1. ## Urgent! AP/GP

Hey I need a solution for part (b) only:

A bank has an account for investors. Interest is added to the account at the end of each year at a fixed rate of 5% of the amount in the account at the beginning of that year. A man and a woman both invest money.

(b) The woman decides that, to assist her in her everyday expenses, she will withdraw interest as soon as it has been added. She invests $y at the beginning of each year. Show that, at the end of n years, she will have received a total of$[n(n+1)y]/40 in interest.

Thanks if you could help, I'm having my math paper in about 8 hours' time!

2. Hello, Margaritas!

At a bank interest is added to the account at the end of each year
at a fixed rate of 5% of the amount in the account at the beginning of that year.

(b) A woman decides that she will withdraw interest as soon as it has been added.
She invests $y at the beginning of each year. Show that, at the end of n years, she will have received a total of$[n(n+1)y]/40 in interest.

At the end of year-1, she gets 5% of $y = 0.05y = y/20 dollars in interest.

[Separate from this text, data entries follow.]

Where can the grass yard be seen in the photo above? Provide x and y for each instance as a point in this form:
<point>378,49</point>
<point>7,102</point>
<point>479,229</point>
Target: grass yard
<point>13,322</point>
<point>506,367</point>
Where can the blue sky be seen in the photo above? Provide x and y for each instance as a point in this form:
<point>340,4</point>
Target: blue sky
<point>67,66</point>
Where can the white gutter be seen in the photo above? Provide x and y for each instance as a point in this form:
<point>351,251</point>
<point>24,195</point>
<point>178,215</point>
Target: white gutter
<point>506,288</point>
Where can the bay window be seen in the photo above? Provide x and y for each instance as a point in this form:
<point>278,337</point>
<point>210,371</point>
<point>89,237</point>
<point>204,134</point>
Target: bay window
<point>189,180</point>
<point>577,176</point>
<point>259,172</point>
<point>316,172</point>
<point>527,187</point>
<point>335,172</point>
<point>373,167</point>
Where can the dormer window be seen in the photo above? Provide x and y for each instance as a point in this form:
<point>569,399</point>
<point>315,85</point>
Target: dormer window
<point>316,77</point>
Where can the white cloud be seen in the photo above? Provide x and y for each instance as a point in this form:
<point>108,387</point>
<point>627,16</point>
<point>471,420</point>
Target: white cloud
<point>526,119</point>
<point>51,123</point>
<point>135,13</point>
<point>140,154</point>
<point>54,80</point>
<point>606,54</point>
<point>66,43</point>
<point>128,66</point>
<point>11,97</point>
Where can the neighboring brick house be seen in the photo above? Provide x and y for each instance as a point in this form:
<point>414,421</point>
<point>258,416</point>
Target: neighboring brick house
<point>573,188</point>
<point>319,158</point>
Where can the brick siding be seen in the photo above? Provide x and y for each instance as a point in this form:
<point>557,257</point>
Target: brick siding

She invests$y more; at the end of year-2, she gets: 0.05(2y) = 2y/20 dollars in interest.

She invests \$y more; at the end of year-3, she gets: 0.05(3y) = 3y/20 dollars in interest.

. . . and so on.

By the end of the nth year, she gets a total of:
. . y/20 + 2y/20 + 3y/20 + . . . ny/20 dollars in interest.

. . So she has: .T .= .y(1 + 2 + 3 + ... + n)/20 dollars.

The sum of the first n integers is: .1 + 2 + 3 + ... + n .= .n(n+1)/2

. . Therefore: .T .= .y[n(n+1)/2]/20 .= .n(n+1)y/40 dollars.

3. Thanks Soroban, I get it now!